If it works, then it’s impressive. Does it work? Looking at test.sh, the oracle tests (the ones compared against SQLite) seem to consist in their entity of three trivial SELECT statements. SQLite has tens of thousands of tests; it should be possible to port some of those over to get a better idea of how functional this codebase is.
Edit: I looked over some of the code.
It's not good. It's certainly not anywhere near SQLite's quality, performance, or codebase size. Many elements are the most basic thing that could possibly work, or else missing entirely. To name some examples:
- Absolutely no concurrency.
- The B-tree implementation has a line "// TODO: Free old overflow pages if any."
- When the pager adds a page to the free list, it does a linear search through the entire free list (which can get arbitrarily large) just to make sure the page isn't in the list already.
- "//! The current planner scope is intentionally small: - recognize single-table `WHERE` predicates that can use an index - choose between full table scan and index-driven lookup."
- The pager calls clone() on large buffers, which is needlessly inefficient, kind of a newbie Rust mistake.
However…
It does seem like a codebase that would basically work.
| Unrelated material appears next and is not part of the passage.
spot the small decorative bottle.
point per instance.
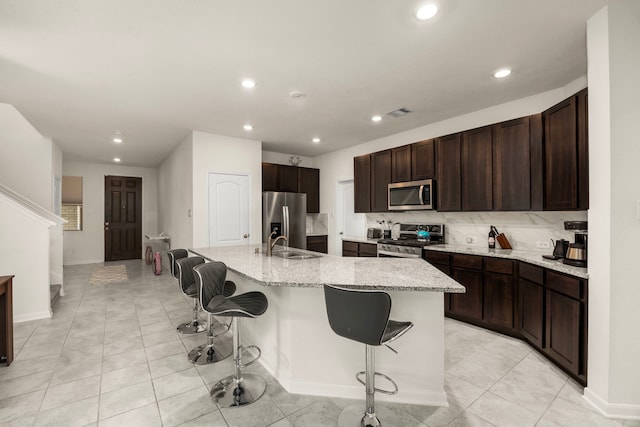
(492, 239)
At a large scale, it has the necessary components and the architecture isn't insane. I'm sure there are bugs, but I think the AI could iron out the bugs, given some more time spent working on testing. And at that point, I think it could be perfectly suitable as an embedded database for some application as long as you don't have complex needs.
In practice, there is little reason not to just reach for actual SQLite, which is much more sophisticated. But I can think of one possible reason: SQLite has been known to have memory safety vulnerabilities, whereas this codebase is written in Rust with no unsafe code. It might eat your data, but it won't corrupt memory.
> But I can think of one possible reason: SQLite has been known to have memory safety vulnerabilities, whereas this codebase is written in Rust with no unsafe code.
I've lost every single shred of confidence I had in the comment's more optimistic claims the moment I read this.
If you read through SQLite's CVE history, you'll notice most of those are spurious at best.
I am using sqlite in my project. It definitely solves problems, but I keep seeing overly arrogant and sometimes even irresponsible statements from their website, and can't really appreciate much of their attitude towards software engineering. The below quote from this CVE page is one more example of such statements.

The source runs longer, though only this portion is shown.